1

I followed the documentation of mlr3 regarding the imputation of data with pipelines. However, the mode that I have trained does not allow predictions if a one column is NA

Do you have any idea why it doesn't work?

train step

library(mlr3)
library(mlr3learners)
library(mlr3pipelines)


data("mtcars", package = "datasets")
data = mtcars[, 1:3]
str(data)
task_mtcars = TaskRegr$new(id="cars", backend = data, target = "mpg")

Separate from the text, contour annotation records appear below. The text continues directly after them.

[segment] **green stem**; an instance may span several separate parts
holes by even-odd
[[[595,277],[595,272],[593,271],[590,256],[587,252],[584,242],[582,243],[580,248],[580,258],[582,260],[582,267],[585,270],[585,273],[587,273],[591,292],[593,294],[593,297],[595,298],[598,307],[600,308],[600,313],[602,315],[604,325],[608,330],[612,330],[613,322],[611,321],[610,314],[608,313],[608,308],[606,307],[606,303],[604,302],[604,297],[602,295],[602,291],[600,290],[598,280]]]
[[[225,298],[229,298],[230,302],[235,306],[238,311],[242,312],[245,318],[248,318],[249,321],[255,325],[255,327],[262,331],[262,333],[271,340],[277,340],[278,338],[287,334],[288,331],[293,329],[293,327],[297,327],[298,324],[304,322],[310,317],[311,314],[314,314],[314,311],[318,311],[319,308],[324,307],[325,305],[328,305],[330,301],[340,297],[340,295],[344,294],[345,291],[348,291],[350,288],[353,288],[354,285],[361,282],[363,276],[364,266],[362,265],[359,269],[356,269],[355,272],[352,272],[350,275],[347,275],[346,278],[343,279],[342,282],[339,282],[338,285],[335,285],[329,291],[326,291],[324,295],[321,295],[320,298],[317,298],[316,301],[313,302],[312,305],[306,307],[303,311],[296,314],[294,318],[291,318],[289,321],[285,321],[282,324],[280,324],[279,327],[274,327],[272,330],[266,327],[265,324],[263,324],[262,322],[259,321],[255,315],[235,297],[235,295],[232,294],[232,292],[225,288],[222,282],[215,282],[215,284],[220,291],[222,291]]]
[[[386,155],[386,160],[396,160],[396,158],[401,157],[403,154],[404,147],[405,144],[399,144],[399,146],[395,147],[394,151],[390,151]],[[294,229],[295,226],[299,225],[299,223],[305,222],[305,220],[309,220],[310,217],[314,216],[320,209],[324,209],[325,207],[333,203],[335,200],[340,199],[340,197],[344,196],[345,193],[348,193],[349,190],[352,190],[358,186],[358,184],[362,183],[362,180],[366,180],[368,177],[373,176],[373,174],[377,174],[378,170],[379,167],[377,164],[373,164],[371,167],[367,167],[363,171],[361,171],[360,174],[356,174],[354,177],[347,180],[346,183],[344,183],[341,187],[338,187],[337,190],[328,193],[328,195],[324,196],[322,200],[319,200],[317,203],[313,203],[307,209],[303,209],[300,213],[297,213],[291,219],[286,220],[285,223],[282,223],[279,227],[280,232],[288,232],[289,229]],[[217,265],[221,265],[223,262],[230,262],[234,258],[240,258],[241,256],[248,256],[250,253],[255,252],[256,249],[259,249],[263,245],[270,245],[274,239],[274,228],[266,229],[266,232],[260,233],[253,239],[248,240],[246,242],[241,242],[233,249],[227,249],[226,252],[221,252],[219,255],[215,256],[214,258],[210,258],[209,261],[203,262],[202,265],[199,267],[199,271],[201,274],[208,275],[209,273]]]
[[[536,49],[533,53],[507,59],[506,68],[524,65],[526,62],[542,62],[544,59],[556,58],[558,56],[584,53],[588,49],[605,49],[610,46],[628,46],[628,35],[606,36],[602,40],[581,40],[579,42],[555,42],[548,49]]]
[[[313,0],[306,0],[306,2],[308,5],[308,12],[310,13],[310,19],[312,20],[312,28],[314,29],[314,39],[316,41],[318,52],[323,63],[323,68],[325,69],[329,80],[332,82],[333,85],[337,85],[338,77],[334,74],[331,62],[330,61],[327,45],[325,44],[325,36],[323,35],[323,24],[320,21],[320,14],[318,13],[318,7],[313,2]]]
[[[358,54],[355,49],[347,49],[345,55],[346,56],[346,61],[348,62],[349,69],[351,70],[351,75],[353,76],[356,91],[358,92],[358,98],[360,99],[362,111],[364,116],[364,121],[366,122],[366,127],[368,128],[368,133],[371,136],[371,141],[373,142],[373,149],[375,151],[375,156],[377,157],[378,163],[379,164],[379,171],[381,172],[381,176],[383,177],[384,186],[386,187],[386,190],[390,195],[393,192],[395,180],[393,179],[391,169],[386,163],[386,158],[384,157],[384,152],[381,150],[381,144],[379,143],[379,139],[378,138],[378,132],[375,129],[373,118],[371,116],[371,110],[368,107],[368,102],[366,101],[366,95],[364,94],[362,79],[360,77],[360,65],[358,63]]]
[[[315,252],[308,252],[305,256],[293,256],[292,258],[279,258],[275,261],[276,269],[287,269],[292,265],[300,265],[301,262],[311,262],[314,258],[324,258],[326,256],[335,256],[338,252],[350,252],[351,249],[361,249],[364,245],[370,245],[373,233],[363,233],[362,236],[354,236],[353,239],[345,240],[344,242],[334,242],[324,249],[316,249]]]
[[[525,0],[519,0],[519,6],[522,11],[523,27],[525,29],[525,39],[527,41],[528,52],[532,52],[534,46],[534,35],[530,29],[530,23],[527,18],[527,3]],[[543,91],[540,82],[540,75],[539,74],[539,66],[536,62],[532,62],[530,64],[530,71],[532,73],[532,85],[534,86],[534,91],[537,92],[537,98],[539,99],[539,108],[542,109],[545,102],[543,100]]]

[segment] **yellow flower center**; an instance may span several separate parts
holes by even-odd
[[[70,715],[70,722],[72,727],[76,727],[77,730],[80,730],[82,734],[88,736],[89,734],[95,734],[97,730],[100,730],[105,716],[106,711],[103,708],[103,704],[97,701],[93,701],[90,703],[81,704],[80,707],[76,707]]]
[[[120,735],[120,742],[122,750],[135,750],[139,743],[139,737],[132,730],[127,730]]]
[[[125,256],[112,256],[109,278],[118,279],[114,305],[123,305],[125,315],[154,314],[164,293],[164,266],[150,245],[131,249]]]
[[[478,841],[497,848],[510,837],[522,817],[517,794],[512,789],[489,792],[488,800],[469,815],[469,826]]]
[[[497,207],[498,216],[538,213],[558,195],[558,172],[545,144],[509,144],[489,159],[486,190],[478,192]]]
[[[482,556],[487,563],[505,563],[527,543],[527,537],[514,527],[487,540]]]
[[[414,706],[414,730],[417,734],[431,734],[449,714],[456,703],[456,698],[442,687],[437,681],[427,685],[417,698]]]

imp_missind = po("missind")
imp_num     = po("imputehist", param_vals =list(affect_columns = selector_type("numeric")))
scale = po("scale")
learner = lrn('regr.ranger')

graph = po("copy", 2) %>>% 
  gunion(list(imp_num %>>% scale,imp_missind)) %>>%
  po("featureunion") %>>%
  po(learner)
graph$plot()

graphlearner = GraphLearner$new(graph)

predict step

data = task_mtcars$data()[12:12,]
data[1:1, cyl:=NA]
predict(graphlearner, data)

The error is

Error: Missing data in columns: cyl.
ZchGarinch
  • 295
  • 3
  • 13

1 Answers1

3

The example in the mlr3gallery seems to work for your case, so you basically have to switch the order of imputehist and missind.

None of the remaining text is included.